Going step step deeper into the depths of colour psychology, we first need to understand, why colours? Colours basically help us put our mind to focus on a thing, like in a plain, dark room, we’ll spot a colourful object right away when we enter. We can easily and in a pretty quick manner spot the colours at any place. Colourful things catch our attention. So, we can utilize this concept to change the mood of the viewer. In interior designing, for instance, a pop of colour in an otherwise plain and dull room, brightens up the place immediately. Just a dollop of colour transforms an entire outfit or a wall (talking of interior designing). So to enhance the look and feel, designers use this psychology every time to give a makeover. However, way too much colour can lead the viewer into the lost world i.e. it might make a person look sullen and irritated if the amount of colour is not handled properly. Thus, it is very important to implement this concept properly as a colour might make or break your scene. Colours are also an important indicator of originality regarding photo realism. They can let a person make out if a picture is fake or genuine. Meanwhile a grayscale picture (turning the same picture into a gray scale) will not let you identify any fake attributes. Colours are the biggest giveaways that your image is fake. This is because we are way too much familiar with the natural shades of things around us without even realizing that we are soaking in so much information about colours and their variations (in shades) around us. So any editing easily give away the reality.
Colour harmony is an important aspect that pertains to the fact how colours communicate with each other, like what colours go better in combination or which colour should be used with which other colour to give the maximum impact. Also known as colour scheme. Here we have,
- The monochromatic – shades of just one colour. It is better to be used for single subjects.
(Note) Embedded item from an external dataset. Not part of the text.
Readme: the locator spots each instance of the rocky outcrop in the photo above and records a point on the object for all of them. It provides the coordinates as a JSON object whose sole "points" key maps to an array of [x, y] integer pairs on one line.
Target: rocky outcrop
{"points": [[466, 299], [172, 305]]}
It can also used to create striking atmospheric effects.
- Analogous – colours adjacent to each other on the colour harmony pallet or wheel. It is generally used to create a peaceful, comfortable mood as they are easy on the eyes.
- Triadic – equally distant on the colour harmony wheel. This combination goes well in cartoons or surreal scenes. They come across as playful, hence difficult to pull off.
- Complementary – it is a naturally pleasing combination and has been used extensively throughout our history. However, one shade (generally the weaker shade) should overpower the other, equal quantities of such colours might not be a wise decision.
- Split complementary – similar to complementary but one end extended, like with green and red complements, extending the green end with blue shade gives more room for creativity. These type of colours are used to give a lively, joyous feeling to the viewer.
- Tetradic (or double complementary) – two pairs of complementary colours. These are best used for foregrounds and backgrounds effectively. Using these four colours doesn’t mean using equal proportions of each, the weak colours should be used predominantly with the strong shades in patches or particular sections. This one is hard to pull off but results in a pleasing picture.
So, ultimately understanding colour scheme is an integral part of getting to know colour harmony. Colour combinations can go both ways, really attractive or disastrous. It all depends on how you approach things while going for painting, choosing colours for home decoration etc. People usually regard painting something as 90% sketching and 10% colouring, but to get that perfect looking painting, you should consider 50% sketching and 50% colouring. Both should be given equal weightage. As already told, colours infuse depth, thus, making it all the more important to get the perfect colour combination. Getting it right gives a sense of belief that everything belongs together. Colour scheme should be well thought of even before starting with the process of painting. So, it is essential to have a planned pre painting process as well.
- Understand the purpose and the mood you want to convey.
- Search for examples of existing works that have a similar purpose.
- Think about what you want your creation to look like once it is complete. Visualise it as clearly as possible.
- Make some colour breaks ( rough colour sketches) to test out some ideas.
- Choose the colour scheme that best suits the purpose and mood.
As we know that colour scheme is the soul of a painting or any other work similar to that, choosing the right one is mandatory. Some factors need to be considered while choosing the right colour scheme. The basic colours (with no saturation or value) are raw and they will actually make a picture really ugly and dull. However, what changes the game are changes in their saturation level or the intensity of the colour and value which is the brightness or darkness of the colour. Changing these two attributes can give you a whole spectrum of colours associated with a single colour. You could make a painting with just a single colour using its different hues and shades by just changing the saturation and value. Keep in mind, though, that highly saturated colours look really fake. Using such colours in immoderation might be disastrous. Seeing highly saturated colours everywhere strains our eyes and ultimately irritates us. However in moderation the highly saturated colours can do wonders to a painting, photo etc. Further, Contrast, which can be created using saturation, temperature and value, is important. Keeping all these in mind will definitely end up giving you a beautiful, appealing infusion of colours.